In a generation, the number of full time faculty at City University has fall en from 10,500 to 5,500. At the same time, faculty course loads have increased, class size has grown, and over half the faculty are adjuncts. The Mayor has refused to budget the City’s fair share of community college support, compounding the problems created by State cuts in funding for higher education. According to every higher education funding indicator, New York State now rates either 48th or 50th in the nation. The absolute level of spending on higher education is high in New York only because we are the nation’s third most populous state. We rank at or near the bottom in terms of per capita expenditure, per cent of the state budget, etc. This is a crisis for our educational and our economic future.

WHAT IS THE STATUS OF SUNY?

The Governor, whose appointees voted to outlaw remedial services at the four-year colleges in the City University, has not touched the remedial programs on SUNY campuses. Indeed, the Governor has made various threats against the State University, has consistently under-funded higher education and has, at both CUNY and SUNY, contributed to the gross politicization of the Board.

AND, FINALLY, SOME BASIC FACTS:

There are about 200,000 students at the City University. Approximately 62% are women. Approximately 75% are from designated minority groups. CUNY students average 25 years of age and work part or full time. Many are from homes at the poverty level. CUNY graduation rates in both the four-year and the two-year college programs have gone up in the last several years as has the level of students coming out of the public schools.

CONCLUSION

Access to opportunity and high educational standards at New York’s public colleges and universities must remain a top priority; access and standards constitute the vitals of New York’s economic and social life. To that end, the Committee of Public Higher Education encourages government leaders, members of the CUNY and SUNY Boards of Trustees, and the citizens of New York State and City to disregard the anti-CUNY rhetoric, to seek out the truth, and to insist that affordable and accessibly public higher education remain a right -- and not a privilege for a select few.

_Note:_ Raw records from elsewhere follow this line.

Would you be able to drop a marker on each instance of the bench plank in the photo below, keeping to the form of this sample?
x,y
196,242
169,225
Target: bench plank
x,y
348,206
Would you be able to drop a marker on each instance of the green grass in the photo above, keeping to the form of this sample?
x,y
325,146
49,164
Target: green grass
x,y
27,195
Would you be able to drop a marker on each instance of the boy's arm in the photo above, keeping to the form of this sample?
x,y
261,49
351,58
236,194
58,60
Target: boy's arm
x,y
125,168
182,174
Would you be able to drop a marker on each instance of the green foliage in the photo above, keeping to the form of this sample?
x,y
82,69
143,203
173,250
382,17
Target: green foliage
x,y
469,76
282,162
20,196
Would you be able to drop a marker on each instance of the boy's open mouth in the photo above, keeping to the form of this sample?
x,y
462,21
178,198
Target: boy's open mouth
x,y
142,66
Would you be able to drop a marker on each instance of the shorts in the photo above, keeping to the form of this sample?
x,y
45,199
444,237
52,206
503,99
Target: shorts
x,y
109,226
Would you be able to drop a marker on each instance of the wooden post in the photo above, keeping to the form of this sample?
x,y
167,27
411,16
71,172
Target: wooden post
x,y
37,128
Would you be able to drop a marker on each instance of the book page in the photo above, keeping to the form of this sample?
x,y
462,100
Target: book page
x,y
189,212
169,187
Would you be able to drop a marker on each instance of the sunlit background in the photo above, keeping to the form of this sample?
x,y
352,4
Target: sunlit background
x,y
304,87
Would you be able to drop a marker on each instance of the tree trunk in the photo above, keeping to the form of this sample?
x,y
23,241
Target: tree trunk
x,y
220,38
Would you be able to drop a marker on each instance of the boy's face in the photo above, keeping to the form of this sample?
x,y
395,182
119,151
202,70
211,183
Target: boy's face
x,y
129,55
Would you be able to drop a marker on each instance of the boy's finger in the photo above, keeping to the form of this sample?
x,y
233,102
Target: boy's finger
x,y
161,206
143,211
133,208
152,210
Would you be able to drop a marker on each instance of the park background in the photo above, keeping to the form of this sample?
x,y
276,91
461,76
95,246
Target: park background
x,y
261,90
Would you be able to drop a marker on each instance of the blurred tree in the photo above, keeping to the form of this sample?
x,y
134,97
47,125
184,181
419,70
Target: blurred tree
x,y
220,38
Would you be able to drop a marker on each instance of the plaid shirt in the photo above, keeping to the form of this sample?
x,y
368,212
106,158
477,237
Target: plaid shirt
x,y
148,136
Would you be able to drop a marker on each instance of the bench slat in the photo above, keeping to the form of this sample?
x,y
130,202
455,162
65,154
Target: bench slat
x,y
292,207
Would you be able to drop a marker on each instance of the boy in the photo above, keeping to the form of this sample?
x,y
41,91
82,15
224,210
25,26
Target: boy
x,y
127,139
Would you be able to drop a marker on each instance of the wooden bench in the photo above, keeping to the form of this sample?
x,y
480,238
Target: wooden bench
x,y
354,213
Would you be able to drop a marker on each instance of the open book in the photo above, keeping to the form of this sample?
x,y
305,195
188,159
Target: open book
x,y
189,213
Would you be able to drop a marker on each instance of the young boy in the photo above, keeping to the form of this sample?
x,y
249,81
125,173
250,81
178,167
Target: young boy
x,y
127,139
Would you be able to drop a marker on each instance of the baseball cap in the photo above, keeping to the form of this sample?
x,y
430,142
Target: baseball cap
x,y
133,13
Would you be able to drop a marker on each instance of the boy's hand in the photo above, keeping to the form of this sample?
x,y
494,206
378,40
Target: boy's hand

To ensure New Yorkers’ right to higher education, the CUNY Board of Trustee’ s resolution must be amended. If not, tens of thousands of otherwise capable students, many of whom are women and minorities, will be denied access to the City’s only system of public higher education. The future of the City University and the fate of its constituents must rest not with politicians, but with educators. It is unfortunate and dangerous that the reverse has proved to be the case. The Committee for Public Higher Education’s efforts are trained on removing politics from education policy, while at the same time working with a broad constituency to improve existing policy and proposed changes to that policy. Action must be taken now for the students, for the City University, for the City and for the future.